The reason chicken is a popular British food? Because we started factory farming

In the 1950s, chicken was seen as an elite food and was expensive.

By Madlen Davies

Chlorine-washed chickens, hormone-fed beef and pork raised on growth-promoting antibiotics. It doesn’t sound very tasty – but this is what could be lining our supermarket shelves after Brexit. Trade deals could allow an influx of meat into Britain from the US, where lower animal welfare standards mean it can be produced more cheaply. A House of Lords report this week warned this could spark a change in our farming. The high animal welfare and environmental standards we have in the UK (set by EU law) could be eroded to allow British meat to compete with cheaper imports.

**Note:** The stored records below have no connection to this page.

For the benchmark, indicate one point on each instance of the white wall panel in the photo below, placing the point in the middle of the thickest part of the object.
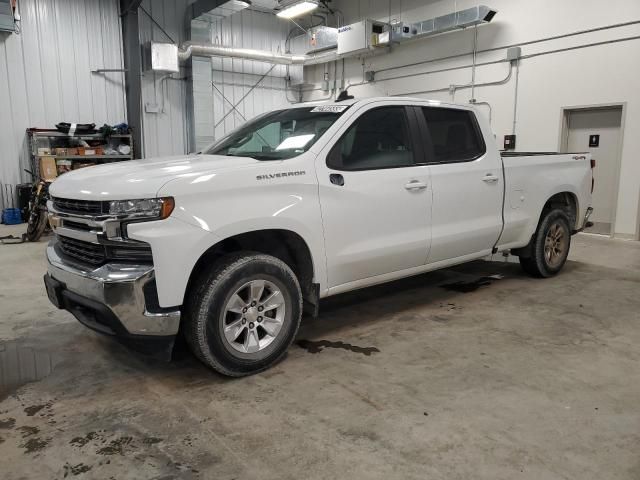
(602, 74)
(164, 132)
(45, 73)
(235, 77)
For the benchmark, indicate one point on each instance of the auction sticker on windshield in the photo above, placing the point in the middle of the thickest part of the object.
(330, 108)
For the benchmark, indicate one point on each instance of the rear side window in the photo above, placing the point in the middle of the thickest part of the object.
(454, 134)
(378, 139)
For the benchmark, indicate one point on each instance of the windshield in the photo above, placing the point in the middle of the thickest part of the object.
(278, 135)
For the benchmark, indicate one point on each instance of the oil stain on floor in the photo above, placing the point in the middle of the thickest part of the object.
(318, 346)
(472, 286)
(21, 364)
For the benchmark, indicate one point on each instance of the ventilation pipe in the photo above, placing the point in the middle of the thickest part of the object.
(208, 50)
(454, 21)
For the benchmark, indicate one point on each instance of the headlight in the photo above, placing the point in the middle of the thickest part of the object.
(157, 208)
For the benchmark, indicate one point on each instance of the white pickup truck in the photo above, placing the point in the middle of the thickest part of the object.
(229, 246)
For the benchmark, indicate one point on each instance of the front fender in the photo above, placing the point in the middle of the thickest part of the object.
(236, 202)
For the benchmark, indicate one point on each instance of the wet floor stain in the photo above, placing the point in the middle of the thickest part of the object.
(82, 441)
(21, 364)
(34, 445)
(75, 469)
(7, 423)
(318, 346)
(472, 286)
(28, 431)
(116, 446)
(151, 440)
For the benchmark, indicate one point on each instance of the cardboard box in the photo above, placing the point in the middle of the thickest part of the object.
(77, 165)
(64, 166)
(48, 169)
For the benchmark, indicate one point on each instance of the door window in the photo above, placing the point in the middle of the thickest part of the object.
(378, 139)
(455, 135)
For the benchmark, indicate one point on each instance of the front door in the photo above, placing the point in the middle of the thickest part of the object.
(375, 199)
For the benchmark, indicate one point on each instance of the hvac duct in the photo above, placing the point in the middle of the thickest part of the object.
(399, 33)
(206, 50)
(453, 21)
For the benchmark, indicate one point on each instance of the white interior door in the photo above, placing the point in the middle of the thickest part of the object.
(583, 125)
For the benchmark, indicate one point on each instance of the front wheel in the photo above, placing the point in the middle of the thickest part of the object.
(547, 252)
(243, 315)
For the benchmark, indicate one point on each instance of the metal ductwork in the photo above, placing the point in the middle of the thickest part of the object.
(366, 42)
(453, 21)
(207, 50)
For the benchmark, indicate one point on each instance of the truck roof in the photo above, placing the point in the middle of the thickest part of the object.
(365, 100)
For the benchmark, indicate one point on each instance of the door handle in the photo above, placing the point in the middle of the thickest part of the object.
(336, 179)
(489, 178)
(415, 185)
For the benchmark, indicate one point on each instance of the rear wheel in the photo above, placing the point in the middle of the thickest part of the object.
(244, 314)
(547, 252)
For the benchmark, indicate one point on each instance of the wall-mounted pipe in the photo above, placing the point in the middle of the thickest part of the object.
(454, 88)
(189, 49)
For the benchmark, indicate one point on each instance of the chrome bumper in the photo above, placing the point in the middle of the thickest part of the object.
(120, 289)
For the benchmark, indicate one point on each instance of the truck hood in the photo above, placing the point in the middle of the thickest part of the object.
(139, 178)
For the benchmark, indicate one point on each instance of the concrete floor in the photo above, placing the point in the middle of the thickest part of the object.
(496, 378)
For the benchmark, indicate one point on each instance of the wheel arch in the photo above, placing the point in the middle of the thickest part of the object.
(564, 200)
(284, 244)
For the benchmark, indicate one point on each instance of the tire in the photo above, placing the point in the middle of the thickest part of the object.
(36, 224)
(547, 252)
(220, 309)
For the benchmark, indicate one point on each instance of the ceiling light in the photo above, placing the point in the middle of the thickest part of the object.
(296, 9)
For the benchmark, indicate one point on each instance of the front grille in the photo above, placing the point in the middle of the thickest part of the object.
(80, 207)
(87, 252)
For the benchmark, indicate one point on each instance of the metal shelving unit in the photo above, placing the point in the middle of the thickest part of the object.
(51, 138)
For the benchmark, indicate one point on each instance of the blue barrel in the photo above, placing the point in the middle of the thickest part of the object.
(11, 216)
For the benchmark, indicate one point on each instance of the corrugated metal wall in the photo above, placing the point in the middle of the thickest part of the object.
(45, 73)
(164, 132)
(233, 78)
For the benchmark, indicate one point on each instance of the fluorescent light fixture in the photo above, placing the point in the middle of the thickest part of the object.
(296, 9)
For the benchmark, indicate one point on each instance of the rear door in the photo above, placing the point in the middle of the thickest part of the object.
(375, 198)
(467, 184)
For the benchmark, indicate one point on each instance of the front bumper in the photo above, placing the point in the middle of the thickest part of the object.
(114, 299)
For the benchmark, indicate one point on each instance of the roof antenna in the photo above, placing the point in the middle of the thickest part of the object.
(344, 95)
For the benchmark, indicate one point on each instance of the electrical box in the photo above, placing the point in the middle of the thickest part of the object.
(514, 53)
(509, 142)
(316, 40)
(162, 57)
(402, 31)
(360, 37)
(7, 23)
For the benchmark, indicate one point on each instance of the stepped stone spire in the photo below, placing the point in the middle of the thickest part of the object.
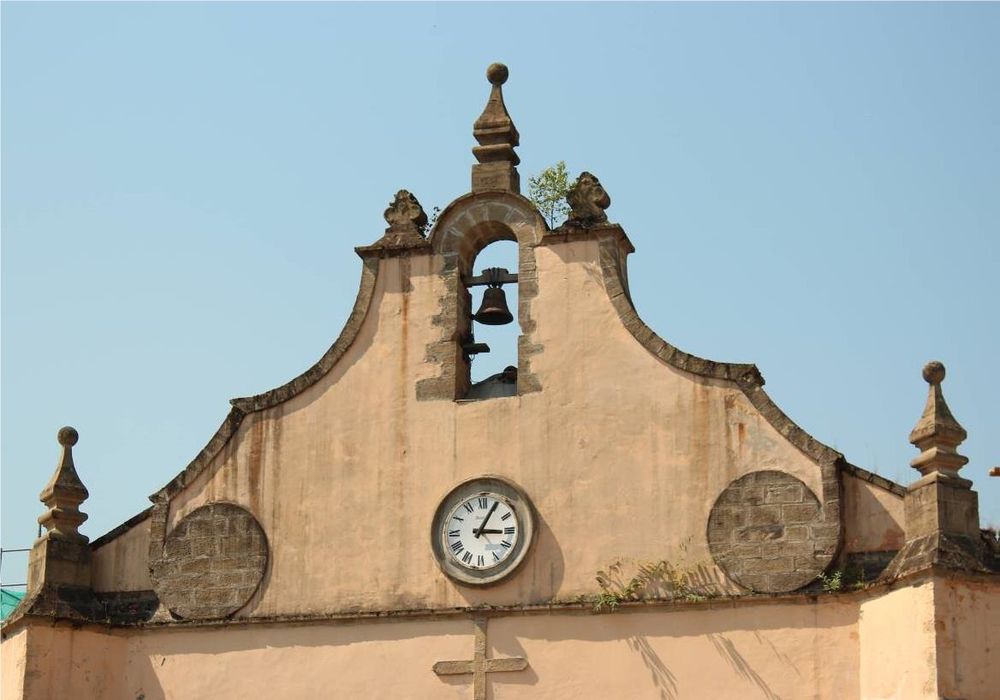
(61, 556)
(937, 434)
(497, 137)
(63, 495)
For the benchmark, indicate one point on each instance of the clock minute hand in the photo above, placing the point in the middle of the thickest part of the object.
(477, 533)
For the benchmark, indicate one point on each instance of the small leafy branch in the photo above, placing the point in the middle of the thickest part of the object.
(547, 191)
(832, 582)
(431, 220)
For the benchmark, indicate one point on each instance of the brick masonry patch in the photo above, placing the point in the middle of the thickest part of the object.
(212, 563)
(767, 533)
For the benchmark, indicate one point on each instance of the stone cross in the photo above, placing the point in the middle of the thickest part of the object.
(480, 665)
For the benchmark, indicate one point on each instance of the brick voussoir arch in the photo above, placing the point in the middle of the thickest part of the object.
(464, 228)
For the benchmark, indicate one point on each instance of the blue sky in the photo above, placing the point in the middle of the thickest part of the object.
(810, 187)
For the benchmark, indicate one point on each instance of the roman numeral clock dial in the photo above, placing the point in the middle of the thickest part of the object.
(482, 530)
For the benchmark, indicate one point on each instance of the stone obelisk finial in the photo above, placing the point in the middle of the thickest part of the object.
(940, 509)
(63, 495)
(937, 434)
(61, 556)
(497, 137)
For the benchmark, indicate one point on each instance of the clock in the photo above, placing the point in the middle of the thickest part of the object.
(482, 530)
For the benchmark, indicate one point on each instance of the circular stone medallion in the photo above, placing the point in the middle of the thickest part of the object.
(764, 531)
(212, 563)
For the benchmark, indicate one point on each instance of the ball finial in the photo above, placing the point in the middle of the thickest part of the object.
(67, 436)
(497, 74)
(934, 372)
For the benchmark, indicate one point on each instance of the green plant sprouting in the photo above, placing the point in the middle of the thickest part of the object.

Last week, Michael Gove, Defra secretary, reassured parliament he was committed to maintaining current standards after Brexit. “One thing is clear: I do not want to see, and we will not have, US-style farming in this country,” he said. Yet some argue US-style farms have already taken over British agriculture, largely under the radar and without a national debate.

Gove was reacting to last week’s report by the Bureau of Investigative Journalism which revealed there are now 800 “mega-farms” in the UK, huge industrial units mimicking the feedlots of California or Texas. The biggest can house more than a million chickens, 20,000 pigs or 2,000 cattle. Their emergence is part of a 26 per cent rise in intensive farming in the UK in the last six years.

This rise is mainly due to Britain’s insatiable appetite for chicken. In the 1950s, it was seen as an elite food and was expensive. Just a million were produced a year. Then, intensive farming methods were imported from the US. In 1959, the first fast-processing “poultry factory” was opened in Aldershot. By 1965, the price of poultry had fallen by nearly a third, causing demand to soar. By 1990, almost a quarter of the meat eaten in Britain was chicken or turkey. As birds can be brought to slaughter much more quickly than cows or sheep, it remained cheaper than beef or lamb.

People also began to change their meat-eating habits for health reasons. From the 1970s, government campaigns advised people to eat less fatty red meat. Chicken was seen as a leaner, healthier, alternative.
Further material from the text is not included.